With the cost of California housing continuing to surprise even people who thought they were beyond such surprises, the pressure to “do something” has produced two notable “solutions”: inclusionary housing policies, requiring homes to be set aside for lower income families as a condition of building new homes, and campaigns to reinstate local power to impose rent control (as with the Affordable Housing Act initiative, on California’s Nov. 6 ballot as Proposition 10).

Beyond trying to hold down housing prices by law, those two approaches seem to share little. One addresses home ownership; the other, rentals. The loudest groups on the issues are different, and so are the mechanisms. However, there is an insufficiently noticed similarity: Both allow local political majorities (owners in one case; renters in the other) to advance their narrow self-interest while harming most of those they purportedly help. These regulations represent self-interested and harmful altruism.

The self-interested support for these policies grows from the distinction between their effects on current tenants and homeowners and the very different effects on future aspiring tenants and homeowners, far larger groups that are not yet residents.

The first group is primarily benefited by what will happen to rental and home prices in the near term. Lower rents help existing tenants; higher house prices help current homeowners.

The second group—aspiring renters and homeowners—is primarily harmed by the regulations’ effect of shrinking the housing supply in the longer term.

In other words, existing renters and owners benefit at the expense of future aspirants, who cannot vote on the policy because they are not residents.

Consider San Jose’s 2010 inclusionary housing ordinance, which requires housing developers of more than 19 units to sell 15 percent of the units far below market value (or pay a six-figure fee). This allows politicians to claim the mandated units as visible proof they are addressing housing availability, while the future harmful effects go largely unnoticed.

The below-market mandate obviously increases the costs of the new unsubsidized housing, which reduces demand from aspiring buyers. That, in turn, reduces the number of new units constructed and thus the future supply of homes. And it raises existing house prices as well. Potential first-time buyers are harmed, but existing homeowners’ wallets are padded.

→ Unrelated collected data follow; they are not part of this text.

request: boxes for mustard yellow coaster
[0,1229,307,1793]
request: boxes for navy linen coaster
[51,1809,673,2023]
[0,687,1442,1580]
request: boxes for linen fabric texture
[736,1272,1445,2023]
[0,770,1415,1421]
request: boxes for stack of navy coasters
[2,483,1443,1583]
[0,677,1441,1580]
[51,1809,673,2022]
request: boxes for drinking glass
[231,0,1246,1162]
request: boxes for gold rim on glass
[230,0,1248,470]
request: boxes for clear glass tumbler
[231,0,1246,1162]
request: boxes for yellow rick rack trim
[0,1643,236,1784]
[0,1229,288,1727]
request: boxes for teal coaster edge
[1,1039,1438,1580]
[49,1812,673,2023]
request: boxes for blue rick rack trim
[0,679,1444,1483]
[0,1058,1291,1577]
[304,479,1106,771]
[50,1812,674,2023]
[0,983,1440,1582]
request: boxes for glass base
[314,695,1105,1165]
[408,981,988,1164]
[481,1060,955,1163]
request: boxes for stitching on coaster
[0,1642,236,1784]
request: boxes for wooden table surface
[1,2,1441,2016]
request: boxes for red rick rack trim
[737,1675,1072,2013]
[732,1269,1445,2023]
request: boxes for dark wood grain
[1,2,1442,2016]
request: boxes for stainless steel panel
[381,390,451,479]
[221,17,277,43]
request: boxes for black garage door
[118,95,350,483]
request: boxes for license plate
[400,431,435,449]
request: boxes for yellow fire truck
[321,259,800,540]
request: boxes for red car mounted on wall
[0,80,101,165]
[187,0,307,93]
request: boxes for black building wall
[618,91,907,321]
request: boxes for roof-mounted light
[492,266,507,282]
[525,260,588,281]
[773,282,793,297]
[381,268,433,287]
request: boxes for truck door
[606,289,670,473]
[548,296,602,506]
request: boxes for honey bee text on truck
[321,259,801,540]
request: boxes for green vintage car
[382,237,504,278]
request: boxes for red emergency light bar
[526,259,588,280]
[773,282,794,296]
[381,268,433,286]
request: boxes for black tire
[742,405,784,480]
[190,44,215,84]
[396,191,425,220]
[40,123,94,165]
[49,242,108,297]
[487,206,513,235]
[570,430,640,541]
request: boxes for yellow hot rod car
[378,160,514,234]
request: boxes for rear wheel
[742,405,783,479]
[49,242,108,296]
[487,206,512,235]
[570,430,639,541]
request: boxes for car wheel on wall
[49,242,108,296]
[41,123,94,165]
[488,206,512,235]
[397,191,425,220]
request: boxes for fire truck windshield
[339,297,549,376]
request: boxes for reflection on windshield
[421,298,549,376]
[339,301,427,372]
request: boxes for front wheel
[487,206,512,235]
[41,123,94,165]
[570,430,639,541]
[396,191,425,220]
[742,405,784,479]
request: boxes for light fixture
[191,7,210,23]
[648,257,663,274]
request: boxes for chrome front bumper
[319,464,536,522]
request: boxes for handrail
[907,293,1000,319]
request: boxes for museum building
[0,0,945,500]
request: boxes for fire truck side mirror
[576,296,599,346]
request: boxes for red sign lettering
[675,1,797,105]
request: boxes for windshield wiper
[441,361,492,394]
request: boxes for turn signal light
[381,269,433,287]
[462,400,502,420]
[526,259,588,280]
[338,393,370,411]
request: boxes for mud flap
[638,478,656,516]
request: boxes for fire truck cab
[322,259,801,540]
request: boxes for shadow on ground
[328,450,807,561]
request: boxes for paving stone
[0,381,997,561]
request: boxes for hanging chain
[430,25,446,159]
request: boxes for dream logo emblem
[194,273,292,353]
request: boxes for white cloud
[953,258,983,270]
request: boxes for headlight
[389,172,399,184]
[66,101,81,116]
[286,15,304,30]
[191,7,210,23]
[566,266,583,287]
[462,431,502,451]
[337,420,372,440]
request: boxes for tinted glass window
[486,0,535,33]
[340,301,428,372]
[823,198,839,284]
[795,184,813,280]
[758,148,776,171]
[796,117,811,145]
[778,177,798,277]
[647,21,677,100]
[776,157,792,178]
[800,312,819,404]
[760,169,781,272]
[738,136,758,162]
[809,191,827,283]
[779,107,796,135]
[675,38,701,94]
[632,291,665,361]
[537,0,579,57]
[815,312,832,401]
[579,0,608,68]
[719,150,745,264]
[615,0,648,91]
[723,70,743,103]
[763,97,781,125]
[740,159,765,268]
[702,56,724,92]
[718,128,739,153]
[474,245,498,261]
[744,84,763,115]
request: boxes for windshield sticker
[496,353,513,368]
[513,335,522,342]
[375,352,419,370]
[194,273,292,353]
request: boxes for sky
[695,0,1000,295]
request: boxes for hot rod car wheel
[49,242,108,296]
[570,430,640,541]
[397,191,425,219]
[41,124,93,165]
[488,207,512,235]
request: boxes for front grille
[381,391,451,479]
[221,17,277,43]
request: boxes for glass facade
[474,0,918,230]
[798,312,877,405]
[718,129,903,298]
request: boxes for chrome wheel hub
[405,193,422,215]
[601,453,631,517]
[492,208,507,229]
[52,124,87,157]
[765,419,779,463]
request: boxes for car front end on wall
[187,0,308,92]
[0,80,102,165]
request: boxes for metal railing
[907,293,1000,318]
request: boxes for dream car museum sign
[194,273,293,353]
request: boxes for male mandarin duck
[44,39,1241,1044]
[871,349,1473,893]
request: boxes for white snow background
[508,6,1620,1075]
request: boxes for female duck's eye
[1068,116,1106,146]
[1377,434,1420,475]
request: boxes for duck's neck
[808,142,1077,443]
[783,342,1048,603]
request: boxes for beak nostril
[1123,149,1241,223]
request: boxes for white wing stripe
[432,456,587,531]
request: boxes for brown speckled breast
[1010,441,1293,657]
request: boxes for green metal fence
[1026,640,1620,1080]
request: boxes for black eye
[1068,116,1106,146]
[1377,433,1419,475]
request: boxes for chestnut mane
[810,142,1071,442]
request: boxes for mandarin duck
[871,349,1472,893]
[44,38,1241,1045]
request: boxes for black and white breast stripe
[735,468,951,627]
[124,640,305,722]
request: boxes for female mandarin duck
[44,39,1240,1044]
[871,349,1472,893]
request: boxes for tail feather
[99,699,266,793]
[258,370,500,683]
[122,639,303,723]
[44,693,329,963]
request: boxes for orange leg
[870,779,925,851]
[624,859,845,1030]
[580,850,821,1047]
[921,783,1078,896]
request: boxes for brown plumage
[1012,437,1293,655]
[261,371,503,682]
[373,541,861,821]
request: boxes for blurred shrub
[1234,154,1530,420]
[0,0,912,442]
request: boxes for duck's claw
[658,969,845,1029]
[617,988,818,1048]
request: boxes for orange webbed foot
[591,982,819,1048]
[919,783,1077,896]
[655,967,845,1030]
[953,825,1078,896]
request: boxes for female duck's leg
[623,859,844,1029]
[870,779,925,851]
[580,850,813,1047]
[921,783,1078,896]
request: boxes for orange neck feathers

Housing researchers have found just that effect from so-called “inclusive” policies (now in nearly 170 California cities and counties). With the large decrease in unsubsidized construction swamping the much smaller effect on mandated construction, such policies harm all buyers except those who win occupancy in new subsidized units.

Rent control follows a similar narrative. It benefits current renters at the expense of property owners by forcing down the prices of units. But by reducing or eliminating the profitability of rental housing, the regulation reduces the supply of rental housing over time via reduced new construction and maintenance, conversions to condos or to non-housing uses, etc. (Imagine how attractive Airbnb-type uses of housing would become if it could evade rent control.) That harms all future renters, even while the bonanza to current tenants continues. (This is why tenants under strict rent control almost never leave.)

Economists generally agree that rent control is harmful. Left-wing economist and Nobel laureate Gunnar Myrdal called rent control in certain Western countries “maybe, the worst example of poor planning by governments lacking courage and vision,” and socialist economist Assar Lindbeck asserted that “in many cases rent control appears to be the most effective technique presently known to destroy a city—except for bombing.”

With inclusionary housing policies and rent control, a local majority of voters is allowed to benefit itself while pretending to support those struggling to find housing. Such self-interested but harmful housing altruism is far removed from doing something good for society.